Octaves and the "Ring"

Everybody knows about the sweet, sour, salty, bitter, spicy and even the more esoteric umami. What I am interested in is the underlying filtering and evaluating system of taste. The one that judges and organizes flavors. Not just sweet, sour, salty, etc.. but good, bad, harmful, healthy, and satisfying ancient associations. Real evolutionary type stuff. How long do sensations like this stay with us, and how do we remember them?

A popular trend with some chefs is to play with the nostalgic power of food. I read about menu descriptions of food that purports to transport and connect the diner to their childhood food memories. Do I care if it smells like fall or a campfire in this restaurant? Cool as it is to serve a caramelized pumpkin tart on a bed of autumn leaves to evoke nostalgia, It feels a little gimmicky and manipulative for a restaurant experience.

What I find much more interesting is the marriage of a very few flavors from just a few ingredients—and getting out more than the sum of their parts. Some flavor bounced avant garde tasting menu, that allowed me to time travel into my past and smell my grandfather’s summertime grill is cool, but there more sophisticated and relevant flavor experiences to be had.
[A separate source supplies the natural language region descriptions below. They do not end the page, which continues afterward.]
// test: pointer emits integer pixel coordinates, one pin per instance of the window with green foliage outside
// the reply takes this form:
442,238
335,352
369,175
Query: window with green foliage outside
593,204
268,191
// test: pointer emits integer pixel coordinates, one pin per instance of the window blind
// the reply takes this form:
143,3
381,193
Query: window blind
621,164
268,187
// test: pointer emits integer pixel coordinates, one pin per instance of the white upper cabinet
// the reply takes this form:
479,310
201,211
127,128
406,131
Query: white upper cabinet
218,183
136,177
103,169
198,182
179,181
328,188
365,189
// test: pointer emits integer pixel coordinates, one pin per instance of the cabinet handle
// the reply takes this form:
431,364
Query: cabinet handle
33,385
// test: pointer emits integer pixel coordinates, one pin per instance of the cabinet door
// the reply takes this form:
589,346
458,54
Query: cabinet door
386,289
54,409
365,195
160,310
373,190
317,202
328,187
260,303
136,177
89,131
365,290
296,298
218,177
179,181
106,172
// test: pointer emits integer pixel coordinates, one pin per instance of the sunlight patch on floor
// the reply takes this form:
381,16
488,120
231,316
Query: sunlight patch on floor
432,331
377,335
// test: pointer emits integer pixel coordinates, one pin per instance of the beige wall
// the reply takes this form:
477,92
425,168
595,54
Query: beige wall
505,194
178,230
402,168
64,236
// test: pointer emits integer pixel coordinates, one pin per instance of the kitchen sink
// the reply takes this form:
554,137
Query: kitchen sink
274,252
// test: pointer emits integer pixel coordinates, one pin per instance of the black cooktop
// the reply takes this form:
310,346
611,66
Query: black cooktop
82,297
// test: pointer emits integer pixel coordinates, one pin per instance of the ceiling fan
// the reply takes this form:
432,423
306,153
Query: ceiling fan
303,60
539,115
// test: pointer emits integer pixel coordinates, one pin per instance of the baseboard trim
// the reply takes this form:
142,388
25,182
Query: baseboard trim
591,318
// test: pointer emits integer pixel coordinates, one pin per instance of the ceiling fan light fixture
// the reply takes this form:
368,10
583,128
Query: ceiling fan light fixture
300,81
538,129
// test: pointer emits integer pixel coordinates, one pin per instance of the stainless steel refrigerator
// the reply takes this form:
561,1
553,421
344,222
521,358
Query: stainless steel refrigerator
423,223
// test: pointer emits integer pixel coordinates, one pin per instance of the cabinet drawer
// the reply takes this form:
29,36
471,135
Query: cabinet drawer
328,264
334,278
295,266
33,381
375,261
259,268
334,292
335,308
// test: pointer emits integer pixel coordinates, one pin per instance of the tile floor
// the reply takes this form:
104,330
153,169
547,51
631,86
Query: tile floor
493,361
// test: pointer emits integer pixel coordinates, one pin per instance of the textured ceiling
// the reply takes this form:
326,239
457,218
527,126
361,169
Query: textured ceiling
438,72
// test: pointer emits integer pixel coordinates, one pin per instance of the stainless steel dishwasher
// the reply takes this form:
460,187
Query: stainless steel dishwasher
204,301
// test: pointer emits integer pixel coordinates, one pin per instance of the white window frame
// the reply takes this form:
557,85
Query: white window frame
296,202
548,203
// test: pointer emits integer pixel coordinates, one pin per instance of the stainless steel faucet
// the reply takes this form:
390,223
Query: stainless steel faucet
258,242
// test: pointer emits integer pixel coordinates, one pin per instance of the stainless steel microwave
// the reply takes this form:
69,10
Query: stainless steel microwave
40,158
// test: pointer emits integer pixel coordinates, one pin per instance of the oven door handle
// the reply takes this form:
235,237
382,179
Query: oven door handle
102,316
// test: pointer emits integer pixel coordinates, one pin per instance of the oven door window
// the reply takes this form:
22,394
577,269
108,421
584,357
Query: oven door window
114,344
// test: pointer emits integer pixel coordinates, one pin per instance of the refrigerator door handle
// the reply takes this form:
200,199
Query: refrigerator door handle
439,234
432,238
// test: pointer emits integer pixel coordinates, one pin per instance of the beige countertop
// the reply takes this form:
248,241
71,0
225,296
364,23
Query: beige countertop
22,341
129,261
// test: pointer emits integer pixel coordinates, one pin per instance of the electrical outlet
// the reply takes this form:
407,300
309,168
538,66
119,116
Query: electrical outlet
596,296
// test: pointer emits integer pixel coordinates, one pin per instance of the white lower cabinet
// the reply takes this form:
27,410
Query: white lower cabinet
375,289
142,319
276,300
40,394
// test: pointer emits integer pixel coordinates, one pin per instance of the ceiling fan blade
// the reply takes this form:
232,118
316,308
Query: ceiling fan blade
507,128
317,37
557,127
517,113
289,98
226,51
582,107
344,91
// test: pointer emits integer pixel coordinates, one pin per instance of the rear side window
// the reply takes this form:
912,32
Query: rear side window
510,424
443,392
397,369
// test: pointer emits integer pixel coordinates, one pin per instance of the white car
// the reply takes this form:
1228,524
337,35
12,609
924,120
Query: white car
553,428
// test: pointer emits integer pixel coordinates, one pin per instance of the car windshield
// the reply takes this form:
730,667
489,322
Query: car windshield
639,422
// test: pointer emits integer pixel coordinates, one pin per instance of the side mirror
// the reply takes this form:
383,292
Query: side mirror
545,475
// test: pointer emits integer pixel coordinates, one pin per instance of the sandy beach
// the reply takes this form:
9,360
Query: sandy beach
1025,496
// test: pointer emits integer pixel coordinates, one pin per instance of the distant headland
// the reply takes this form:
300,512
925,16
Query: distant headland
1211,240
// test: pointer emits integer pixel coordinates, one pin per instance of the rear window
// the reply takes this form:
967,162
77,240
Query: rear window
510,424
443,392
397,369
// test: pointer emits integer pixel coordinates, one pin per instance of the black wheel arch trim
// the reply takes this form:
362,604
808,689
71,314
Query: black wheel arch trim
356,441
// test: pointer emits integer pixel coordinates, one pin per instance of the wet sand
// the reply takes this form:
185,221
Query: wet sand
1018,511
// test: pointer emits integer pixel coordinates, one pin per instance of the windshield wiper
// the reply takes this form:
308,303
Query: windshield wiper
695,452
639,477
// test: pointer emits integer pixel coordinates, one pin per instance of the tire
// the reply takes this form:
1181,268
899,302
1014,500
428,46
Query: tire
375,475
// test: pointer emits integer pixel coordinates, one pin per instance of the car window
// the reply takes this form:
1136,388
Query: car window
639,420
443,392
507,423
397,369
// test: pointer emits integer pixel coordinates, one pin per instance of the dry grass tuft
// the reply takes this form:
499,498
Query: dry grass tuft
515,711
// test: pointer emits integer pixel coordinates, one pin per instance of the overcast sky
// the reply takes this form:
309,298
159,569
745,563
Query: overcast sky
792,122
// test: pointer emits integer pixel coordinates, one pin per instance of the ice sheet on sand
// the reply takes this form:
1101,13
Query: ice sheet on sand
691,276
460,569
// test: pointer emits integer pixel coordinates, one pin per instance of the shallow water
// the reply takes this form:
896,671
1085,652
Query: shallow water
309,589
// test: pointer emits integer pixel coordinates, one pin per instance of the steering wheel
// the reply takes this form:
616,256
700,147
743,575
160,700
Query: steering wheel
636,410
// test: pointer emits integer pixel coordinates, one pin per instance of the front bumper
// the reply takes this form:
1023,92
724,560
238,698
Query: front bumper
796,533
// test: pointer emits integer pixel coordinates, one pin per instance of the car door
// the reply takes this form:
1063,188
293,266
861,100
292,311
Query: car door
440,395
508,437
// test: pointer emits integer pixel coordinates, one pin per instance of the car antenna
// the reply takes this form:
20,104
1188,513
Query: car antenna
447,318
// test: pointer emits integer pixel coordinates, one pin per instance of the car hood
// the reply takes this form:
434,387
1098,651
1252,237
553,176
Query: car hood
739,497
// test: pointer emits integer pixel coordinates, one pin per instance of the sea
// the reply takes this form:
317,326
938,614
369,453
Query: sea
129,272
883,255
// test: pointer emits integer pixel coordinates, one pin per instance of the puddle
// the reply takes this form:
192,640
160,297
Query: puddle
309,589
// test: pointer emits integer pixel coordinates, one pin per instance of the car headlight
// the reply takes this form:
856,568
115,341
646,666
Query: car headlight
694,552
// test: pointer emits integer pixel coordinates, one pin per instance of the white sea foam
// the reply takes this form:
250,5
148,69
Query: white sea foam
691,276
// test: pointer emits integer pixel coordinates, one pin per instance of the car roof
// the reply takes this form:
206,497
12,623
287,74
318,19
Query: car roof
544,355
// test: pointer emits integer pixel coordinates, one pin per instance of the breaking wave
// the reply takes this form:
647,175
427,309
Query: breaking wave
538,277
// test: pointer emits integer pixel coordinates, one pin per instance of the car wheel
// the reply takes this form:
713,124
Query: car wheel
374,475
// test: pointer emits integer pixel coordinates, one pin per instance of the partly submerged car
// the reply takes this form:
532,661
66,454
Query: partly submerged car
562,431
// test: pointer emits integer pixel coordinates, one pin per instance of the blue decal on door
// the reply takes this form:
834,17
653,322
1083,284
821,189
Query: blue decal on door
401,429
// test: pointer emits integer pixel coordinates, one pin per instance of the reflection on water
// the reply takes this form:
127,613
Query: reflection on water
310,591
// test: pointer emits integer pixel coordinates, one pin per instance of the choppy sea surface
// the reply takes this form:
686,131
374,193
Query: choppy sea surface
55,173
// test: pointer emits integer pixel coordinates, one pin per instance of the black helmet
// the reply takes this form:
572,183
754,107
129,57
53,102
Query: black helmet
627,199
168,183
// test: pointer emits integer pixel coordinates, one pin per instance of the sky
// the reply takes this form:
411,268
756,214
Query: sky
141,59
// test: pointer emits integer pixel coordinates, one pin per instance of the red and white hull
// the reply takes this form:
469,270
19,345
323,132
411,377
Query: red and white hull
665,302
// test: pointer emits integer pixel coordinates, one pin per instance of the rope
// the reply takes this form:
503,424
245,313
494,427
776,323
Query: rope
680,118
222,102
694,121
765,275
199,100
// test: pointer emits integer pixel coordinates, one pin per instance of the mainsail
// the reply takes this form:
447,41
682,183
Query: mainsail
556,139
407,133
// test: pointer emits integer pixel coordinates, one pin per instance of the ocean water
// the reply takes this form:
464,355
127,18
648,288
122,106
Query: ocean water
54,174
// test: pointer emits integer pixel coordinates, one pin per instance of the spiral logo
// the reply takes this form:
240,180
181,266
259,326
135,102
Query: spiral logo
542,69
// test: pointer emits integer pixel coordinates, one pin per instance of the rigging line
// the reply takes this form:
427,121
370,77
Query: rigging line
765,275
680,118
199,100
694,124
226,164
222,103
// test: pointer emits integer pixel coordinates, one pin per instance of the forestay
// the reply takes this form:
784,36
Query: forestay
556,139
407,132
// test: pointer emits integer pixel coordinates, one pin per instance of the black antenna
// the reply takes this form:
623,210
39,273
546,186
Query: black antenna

When I approach an ingredient I think about all of the different flavors it has in its various states. Raw, barely cooked, grilled, burned, slow cooked, boiled, etc. I think a good analogy is a musical octave. Same instrument, same note, slightly different expression. An amazing plated dish from somewhere like Alinea is like a symphony. Different instruments, notes, techniques, and surprises coming together to form a beautiful sensory experience.

More simply, let’s play the SAME instrument. Evoke an intense, memorable, and third synergistic flavor variation of the pleasing “RING” you hear when the same note 2 Octaves apart is struck simultaneously. Sweet, slow roasted carrots paired with a slightly acidic, vegetal raw carrot juice sauce, for instance. The combination of both creating a new, fundamentally pleasing tone.

Here is a slightly more complex example. Grilled lobster, its with bright flavors of salt, lemon, herbs, and butter, is a perfect dish and it stands on its own. But consider also a deep, sweeter slow cooked lobster broth with shallots, white wine, tomato, and garlic. Paired successfully, these dishes can elevate one another. In Southampton during lobster season I made a fresh egg pasta dish using the broth to make a sauce, and garnishing it with the grilled meat. Not cooked together, put played perfectly together as foils. Elevating. The ring.